В пространстве бренда бесконечно делится и расчленяется свободное время, оно представляется в форме пространственных, видимых, доступных управлению, операций (напр., Facebook, Vkontakte, социальные медиа, корпоративная культура). То, что было тайной для капитала – сфера культуры, гениальность и пр., теперь практикуется в промышленных масштабах в форме координации всеобщего интеллекта, аккумуляции желаний, способностей людей в бренде. Поэтому неслучайным кажется возникновение гуманитарных наук именно во время устройства бренда как технологии личности. Именно в гуманитарных науках ХХ века любое культурное явление анализируется, представляется как результат универсальных отношений людей в определенную историческую эпоху (напр., диалогизм у Михаила Бахтина). Такую же аналогию между техниками власти и науками замечает и Фуко в произведении «Надзирать и наказывать» [2, стр. 234].

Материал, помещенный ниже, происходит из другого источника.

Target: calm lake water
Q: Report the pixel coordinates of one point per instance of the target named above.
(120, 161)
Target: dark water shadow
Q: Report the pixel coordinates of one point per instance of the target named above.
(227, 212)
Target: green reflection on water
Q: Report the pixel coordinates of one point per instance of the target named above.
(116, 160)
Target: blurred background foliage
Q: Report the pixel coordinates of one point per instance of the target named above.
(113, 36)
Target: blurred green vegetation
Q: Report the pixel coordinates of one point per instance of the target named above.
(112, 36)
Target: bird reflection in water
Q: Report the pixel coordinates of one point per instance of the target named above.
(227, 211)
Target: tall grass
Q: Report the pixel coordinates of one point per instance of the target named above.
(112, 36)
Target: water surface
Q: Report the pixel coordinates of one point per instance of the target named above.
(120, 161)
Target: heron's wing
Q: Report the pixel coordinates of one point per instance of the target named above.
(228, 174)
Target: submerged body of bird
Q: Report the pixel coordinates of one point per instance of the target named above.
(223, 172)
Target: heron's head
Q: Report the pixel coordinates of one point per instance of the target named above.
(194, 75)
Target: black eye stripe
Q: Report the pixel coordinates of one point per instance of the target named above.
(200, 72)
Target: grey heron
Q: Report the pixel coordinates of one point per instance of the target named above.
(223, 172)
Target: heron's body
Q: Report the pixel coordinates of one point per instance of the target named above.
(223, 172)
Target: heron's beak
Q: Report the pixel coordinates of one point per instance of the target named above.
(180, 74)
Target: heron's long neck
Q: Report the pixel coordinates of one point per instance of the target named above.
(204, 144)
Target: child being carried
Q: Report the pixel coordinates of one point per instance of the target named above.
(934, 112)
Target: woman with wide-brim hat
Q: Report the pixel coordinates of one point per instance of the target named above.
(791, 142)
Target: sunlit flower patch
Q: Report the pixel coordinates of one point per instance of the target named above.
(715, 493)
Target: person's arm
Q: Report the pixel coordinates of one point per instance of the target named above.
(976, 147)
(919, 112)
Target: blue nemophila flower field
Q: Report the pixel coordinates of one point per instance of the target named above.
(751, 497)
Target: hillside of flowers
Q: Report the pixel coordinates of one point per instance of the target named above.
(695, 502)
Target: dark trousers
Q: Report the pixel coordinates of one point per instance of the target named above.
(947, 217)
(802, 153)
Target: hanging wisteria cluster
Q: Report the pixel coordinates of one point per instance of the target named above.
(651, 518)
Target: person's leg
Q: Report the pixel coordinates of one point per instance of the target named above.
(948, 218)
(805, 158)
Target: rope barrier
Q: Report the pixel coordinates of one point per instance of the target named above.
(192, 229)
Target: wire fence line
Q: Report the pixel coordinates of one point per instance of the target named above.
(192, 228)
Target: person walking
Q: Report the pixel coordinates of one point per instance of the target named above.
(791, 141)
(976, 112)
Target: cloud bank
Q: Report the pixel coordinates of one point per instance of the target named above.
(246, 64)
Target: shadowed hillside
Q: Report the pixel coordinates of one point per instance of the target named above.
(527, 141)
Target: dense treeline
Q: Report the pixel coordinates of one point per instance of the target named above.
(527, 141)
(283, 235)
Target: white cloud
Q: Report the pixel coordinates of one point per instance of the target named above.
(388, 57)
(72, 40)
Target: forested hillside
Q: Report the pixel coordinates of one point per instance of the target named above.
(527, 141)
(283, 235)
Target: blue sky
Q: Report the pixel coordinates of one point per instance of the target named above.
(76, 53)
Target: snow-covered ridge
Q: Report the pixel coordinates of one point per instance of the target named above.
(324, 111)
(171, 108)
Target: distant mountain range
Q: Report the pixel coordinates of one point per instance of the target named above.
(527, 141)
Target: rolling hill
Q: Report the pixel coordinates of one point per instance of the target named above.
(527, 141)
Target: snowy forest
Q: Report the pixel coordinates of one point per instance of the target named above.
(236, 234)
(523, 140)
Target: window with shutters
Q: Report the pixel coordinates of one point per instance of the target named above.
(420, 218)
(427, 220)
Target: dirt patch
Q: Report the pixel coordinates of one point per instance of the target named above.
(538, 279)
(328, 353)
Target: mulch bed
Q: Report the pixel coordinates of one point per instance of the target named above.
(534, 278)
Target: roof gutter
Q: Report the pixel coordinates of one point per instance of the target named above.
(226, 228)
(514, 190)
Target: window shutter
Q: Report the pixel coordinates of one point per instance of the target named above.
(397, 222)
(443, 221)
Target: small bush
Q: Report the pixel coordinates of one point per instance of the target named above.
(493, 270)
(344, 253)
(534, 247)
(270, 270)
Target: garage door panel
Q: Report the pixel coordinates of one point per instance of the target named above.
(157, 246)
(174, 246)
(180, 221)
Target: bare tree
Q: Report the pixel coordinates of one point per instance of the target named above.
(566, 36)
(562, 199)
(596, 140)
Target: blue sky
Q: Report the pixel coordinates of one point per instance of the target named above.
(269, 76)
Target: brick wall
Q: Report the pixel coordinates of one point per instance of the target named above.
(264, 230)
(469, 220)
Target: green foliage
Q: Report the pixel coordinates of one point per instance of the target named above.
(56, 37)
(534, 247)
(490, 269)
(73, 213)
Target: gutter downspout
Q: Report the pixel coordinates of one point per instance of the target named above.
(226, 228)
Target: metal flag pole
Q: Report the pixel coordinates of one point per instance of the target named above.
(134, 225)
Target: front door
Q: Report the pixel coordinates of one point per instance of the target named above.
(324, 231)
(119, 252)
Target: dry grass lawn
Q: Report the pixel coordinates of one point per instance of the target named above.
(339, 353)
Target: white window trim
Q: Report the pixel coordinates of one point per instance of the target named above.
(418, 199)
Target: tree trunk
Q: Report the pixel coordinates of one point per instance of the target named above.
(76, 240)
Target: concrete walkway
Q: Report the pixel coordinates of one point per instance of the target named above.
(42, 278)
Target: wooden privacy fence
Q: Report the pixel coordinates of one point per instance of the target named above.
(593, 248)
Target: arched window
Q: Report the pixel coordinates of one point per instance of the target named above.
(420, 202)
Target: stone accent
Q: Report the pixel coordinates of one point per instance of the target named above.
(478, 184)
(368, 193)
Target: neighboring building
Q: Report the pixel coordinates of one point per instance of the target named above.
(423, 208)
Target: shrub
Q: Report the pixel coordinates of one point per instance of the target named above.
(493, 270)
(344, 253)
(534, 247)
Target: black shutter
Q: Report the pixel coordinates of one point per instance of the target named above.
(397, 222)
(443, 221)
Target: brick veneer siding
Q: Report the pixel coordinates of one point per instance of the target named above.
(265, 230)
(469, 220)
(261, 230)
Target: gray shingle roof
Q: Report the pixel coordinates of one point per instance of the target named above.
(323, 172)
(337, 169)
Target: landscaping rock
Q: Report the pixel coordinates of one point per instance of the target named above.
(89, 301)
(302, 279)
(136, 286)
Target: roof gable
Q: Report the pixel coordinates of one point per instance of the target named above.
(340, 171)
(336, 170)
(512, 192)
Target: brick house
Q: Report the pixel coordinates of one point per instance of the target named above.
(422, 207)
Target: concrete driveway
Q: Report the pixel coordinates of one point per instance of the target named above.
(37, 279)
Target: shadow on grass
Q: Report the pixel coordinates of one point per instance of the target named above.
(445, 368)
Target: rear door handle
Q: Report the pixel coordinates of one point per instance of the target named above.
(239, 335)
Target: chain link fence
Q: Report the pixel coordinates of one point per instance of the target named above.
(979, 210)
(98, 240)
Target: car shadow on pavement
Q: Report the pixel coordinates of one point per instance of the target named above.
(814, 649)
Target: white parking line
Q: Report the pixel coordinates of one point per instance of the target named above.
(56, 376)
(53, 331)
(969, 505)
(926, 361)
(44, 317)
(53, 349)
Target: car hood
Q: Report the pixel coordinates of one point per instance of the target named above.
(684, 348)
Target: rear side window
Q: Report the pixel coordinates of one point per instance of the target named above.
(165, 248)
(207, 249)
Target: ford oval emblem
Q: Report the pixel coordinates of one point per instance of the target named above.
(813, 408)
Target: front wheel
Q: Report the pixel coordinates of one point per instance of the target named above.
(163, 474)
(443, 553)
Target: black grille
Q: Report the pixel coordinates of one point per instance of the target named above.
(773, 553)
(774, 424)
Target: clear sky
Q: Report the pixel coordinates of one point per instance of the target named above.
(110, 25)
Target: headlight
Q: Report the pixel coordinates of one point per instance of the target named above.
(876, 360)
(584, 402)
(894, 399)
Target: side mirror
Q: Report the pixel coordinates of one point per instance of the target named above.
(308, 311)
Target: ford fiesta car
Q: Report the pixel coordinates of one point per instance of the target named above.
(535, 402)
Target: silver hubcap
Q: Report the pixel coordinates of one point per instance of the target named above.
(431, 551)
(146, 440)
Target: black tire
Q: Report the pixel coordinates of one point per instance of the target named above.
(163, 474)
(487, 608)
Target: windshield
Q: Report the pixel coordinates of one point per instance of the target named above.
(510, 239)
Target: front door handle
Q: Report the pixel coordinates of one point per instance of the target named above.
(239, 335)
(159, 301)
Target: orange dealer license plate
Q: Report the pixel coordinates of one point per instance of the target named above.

История превращения свободного времени в пространственное устройство бренда стала «тихой» историей (очередного) первоначального накопления капитала, в котором всеобщий интеллект, основания существования социального стали продуктивными для капитала.

Литература

1.  Маркс К. Капитал: критика политической экономии. Том первый [Текст] / К. Маркс. – М. : Политиздат, 1960. – Т. 23. – 907 с.
2.  Фуко М. Рождение тюрьмы. Надзирать и наказывать [Текст] / М. Фуко. – М. : «Admarginem», 1999. – 480 с.
3.  Arvidsson A. Brands. Meaning and value in media culture [Текст] / A. Arvidsson. – London & New York. : Routledge, 2006. – 168 p.
4.  Lury C. Brands. The logos of the global economy [Текст] / C. Lury. – London & New York. : Routledge, 2004. – 173 p.
5.  Rose N. Inventing Our Selves: Psychology, Power, and Personhood [Текст] / N. Rose. – New York : Cambridge University Press, 1996. – 236 p.